Georgia and Florida combined for 956. Those two states fill rosters in the SEC, which has had the most draft picks for 11 years running, and the ACC. Those two states produced the most NFL draft picks this year. California and Texas were third and fourth, if you're curious why the number of high school teams matters or why WVU is trying so hard to enhance its image in Georgia.

When you rank states by the number of high school football programs, six of the Big 12's 10 schools reside within the bottom 30 borders. One state and four schools can be found in the top 20. The SEC claims 11 states as opposed to the Big 12's five, and the same ranking says seven states and nine programs are found between the Big 12's best (Texas) and second-best (Iowa) states. And yes, that means Iowa has more high school football than Oklahoma.

West Virginia had 107 high school teams. Fourteen states and Washington, D.C., had fewer. Maybe that's misleading. According to NCAA research, from 2013-16, 2.7 percent of our state's prep players were considered, in a very broad description, Division I recruits. Consider that Texas also claimed 2.7 percent. But of the 15 territories with fewer high schools, eight had a higher percentage of Division I recruits.

Florida and Georgia led the way there, too, and five of the top eight states house SEC schools. But the AAC - not the ACC - has a presence in those states, too. It had 15 players drafted. Six were from Florida, Georgia or Louisiana, which has the three highest percentage of Division I recruits. Three more were from Texas, which has the most high schools and the most talent.

SBNation.com added up five- and four-star recruits in the 247Sports rankings from the past five years. Texas produced the most, with its 229 edging Florida's 226. California (199) and Georgia (144) followed while Ohio (79) was a distant fifth. There were 253 picks in the 2017 draft. According to 247Sports, 23 were five-star recruits, 76 were four-star players.

That's static, and the Big 12 not only lacks the access to elite recruits that the SEC and ACC enjoy, but it can't change that, either. It matters, as does the cycle that's the result of changes around and within the Big 12.

Begin with Texas, the state that's the heartbeat of the league but the place where the University of Texas is no longer the unrivaled king.
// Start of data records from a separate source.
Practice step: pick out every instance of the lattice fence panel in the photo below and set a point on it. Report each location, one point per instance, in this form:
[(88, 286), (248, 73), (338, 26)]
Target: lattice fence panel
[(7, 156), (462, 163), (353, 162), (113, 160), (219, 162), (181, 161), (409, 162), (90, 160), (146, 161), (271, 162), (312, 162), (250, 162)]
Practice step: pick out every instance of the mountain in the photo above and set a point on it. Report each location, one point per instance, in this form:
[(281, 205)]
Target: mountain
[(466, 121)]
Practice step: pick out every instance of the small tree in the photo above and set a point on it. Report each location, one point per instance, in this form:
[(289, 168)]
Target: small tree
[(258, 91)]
TCU jumped up and won a Rose Bowl and later earned a spot in the Big 12. Baylor rose sharply soon thereafter. Both came close to the inaugural College Football Playoff. Houston has been a top-10 team for separate coaches. Texas A&M's move to the SEC compelled kids in Texas to give greater thought to the SEC, and SEC coaches returned the favor.

The Big 12 still hasn't settled, never mind recovered, after conference realignment, either. Losing Colorado, Nebraska, Missouri and Texas A&M was a significant development for competition, appeal and, for the purpose of this conversation, draft pick tallies. Those four have had 53 players drafted in the past five years. The Big 12 replaced them with WVU and TCU, and they've had 27 draft picks. That's a greater rate, but a lower number. The four that left had 11 picks this year, three fewer than the entire Big 12.
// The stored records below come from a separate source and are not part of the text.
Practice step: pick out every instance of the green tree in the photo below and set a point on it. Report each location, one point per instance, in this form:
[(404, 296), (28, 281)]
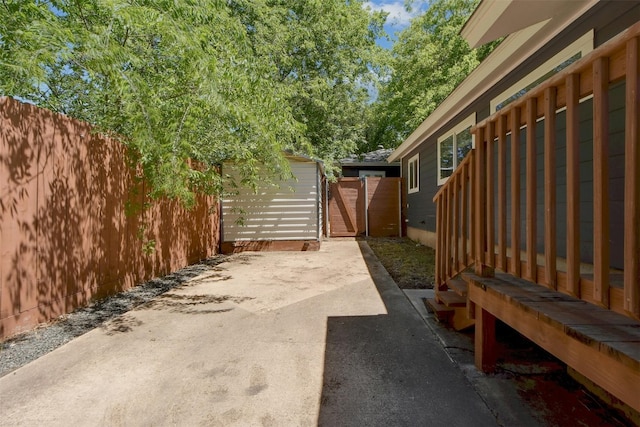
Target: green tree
[(430, 59), (197, 83)]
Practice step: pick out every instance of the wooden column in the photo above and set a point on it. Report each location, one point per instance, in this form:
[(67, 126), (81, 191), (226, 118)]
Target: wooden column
[(502, 193), (455, 195), (632, 181), (464, 197), (480, 201), (515, 191), (439, 236), (601, 239), (447, 235), (490, 194), (485, 340), (573, 185), (550, 232), (530, 215)]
Stick with the past five years. Since the end of the 2012 season, there have been six head coaching changes in the Big 12: Baylor, Iowa State, Kansas, Texas Tech and Texas twice. We can exclude Baylor, because the change just happened and the Bears were producing draft picks, but what's left is still a lot of turnover and teams that were heading the wrong way or have not yet reversed course. It's rarely easy for new coaches to inherit a mess and clean up on signing day, much like how it's hard for schools to win with coaches they cannot keep.

Yes, the nature of Big 12 offenses and defenses will conspire against player reputations. No, college coaches aren't employed to fill NFL rosters. But NFL teams find talent, and college coaches are expected to do the same. It's easy to point at the Big 12's problem, but it's important to understand it, too. There are explanations, but there can be no excuses for this existing and continuing story.